Thursday, May 04, 2006

Writing - Part I: Throwing stuff onto paper

or onto a glass screen coated with alchemy and bombarded with a stream of electrons

Sitting in my ideas file is a list of multipart or recurring topics to write about. One of these topics is writing itself.

I'm currently working on a funding application for my PhD, involving Seahorses (genus Hippocampus) and the University of Zurich. In the process of writing this 10-page formal panhandling, I'm getting lots of good feedback from the potential PhD supervisor in Zurich, Dr. Tony Wilson. A few days ago I sent him a very rough draft of what I had so far, which is mostly a series of loosely-related paragraphs introducing the big ideas behind what I'd like to do for my doctoral work. He replied today, and was quite positive, which is nice as I was tormented by a quiet voice in the back of my head that kept saying things like "it's crap, he'll hate it, he will be horribly disappointed with you for writing this shite" et cetera.
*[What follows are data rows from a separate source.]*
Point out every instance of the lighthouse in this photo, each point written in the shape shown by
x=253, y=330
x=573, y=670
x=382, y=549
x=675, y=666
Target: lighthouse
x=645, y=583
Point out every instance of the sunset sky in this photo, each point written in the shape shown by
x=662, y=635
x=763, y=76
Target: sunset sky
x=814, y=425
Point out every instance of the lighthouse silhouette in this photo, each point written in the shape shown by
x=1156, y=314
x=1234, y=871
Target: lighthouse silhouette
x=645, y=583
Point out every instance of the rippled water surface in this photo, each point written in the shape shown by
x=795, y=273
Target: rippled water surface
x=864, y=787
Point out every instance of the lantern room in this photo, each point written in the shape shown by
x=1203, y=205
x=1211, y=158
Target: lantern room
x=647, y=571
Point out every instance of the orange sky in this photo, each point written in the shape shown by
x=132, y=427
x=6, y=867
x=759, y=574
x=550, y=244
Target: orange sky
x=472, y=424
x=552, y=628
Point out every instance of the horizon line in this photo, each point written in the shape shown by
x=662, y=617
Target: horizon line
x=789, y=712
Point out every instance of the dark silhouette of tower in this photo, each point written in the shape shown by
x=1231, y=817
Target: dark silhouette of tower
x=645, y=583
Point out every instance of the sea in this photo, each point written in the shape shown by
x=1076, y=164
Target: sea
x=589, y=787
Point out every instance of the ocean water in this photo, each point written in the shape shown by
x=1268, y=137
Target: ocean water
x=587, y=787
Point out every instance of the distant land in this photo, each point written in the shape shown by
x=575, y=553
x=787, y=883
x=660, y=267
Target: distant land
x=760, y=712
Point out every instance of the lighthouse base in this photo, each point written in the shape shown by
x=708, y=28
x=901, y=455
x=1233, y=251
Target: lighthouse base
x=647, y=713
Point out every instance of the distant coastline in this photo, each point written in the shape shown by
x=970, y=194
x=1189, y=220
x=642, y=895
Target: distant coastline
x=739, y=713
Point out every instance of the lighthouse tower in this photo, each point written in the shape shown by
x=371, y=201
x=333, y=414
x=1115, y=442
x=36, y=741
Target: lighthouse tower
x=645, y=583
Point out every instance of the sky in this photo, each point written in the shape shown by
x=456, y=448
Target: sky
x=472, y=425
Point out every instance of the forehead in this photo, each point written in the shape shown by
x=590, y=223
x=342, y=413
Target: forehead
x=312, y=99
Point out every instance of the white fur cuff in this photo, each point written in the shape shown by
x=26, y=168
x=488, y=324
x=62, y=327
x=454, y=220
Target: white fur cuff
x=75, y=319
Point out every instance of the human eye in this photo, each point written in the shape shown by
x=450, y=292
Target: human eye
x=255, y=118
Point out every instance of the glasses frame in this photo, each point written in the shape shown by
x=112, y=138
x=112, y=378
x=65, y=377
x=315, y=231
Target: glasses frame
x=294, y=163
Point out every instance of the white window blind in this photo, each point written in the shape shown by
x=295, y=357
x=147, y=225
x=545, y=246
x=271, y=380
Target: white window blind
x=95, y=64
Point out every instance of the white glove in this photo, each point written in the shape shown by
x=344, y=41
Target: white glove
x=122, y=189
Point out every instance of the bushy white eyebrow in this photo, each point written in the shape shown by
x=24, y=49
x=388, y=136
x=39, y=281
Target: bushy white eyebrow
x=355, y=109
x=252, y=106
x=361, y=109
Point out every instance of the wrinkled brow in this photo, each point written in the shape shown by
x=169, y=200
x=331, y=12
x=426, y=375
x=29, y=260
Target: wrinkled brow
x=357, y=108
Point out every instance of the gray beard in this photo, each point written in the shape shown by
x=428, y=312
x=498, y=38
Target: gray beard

Anyways, one of the things he said early in the email was
So far so good... You've been good about getting your thoughts down on paper, which I find to be the toughest part of writing a paper. Now the polishing begins...

This is really positive, but somewhat surprising to me. I find one of the easiest parts of writing to be the initial vomiting of text onto paper or a computer screen. Actually, I can type much faster (and orders of magnitude more legibly) than I can write, so the computer screen is more relevant.

There's an adage that was given to me repeatedly while I was writing my M.Sc. thesis: Good writing is re-writing.
I find this to be completely true - the first pass of information I commit to the keyboard is generally pretty close to unreadable, but I only have to go through it twice to craft something fairly good. Excellence, of course, takes much longer.

So now I have to stop procrastinating here, which I justify as writing-practice, and return to this funding application. More text-vomiting, but also much more editing and re-writing. When I feel the need to procrastinate some more, I'll write part II of this open-ended series.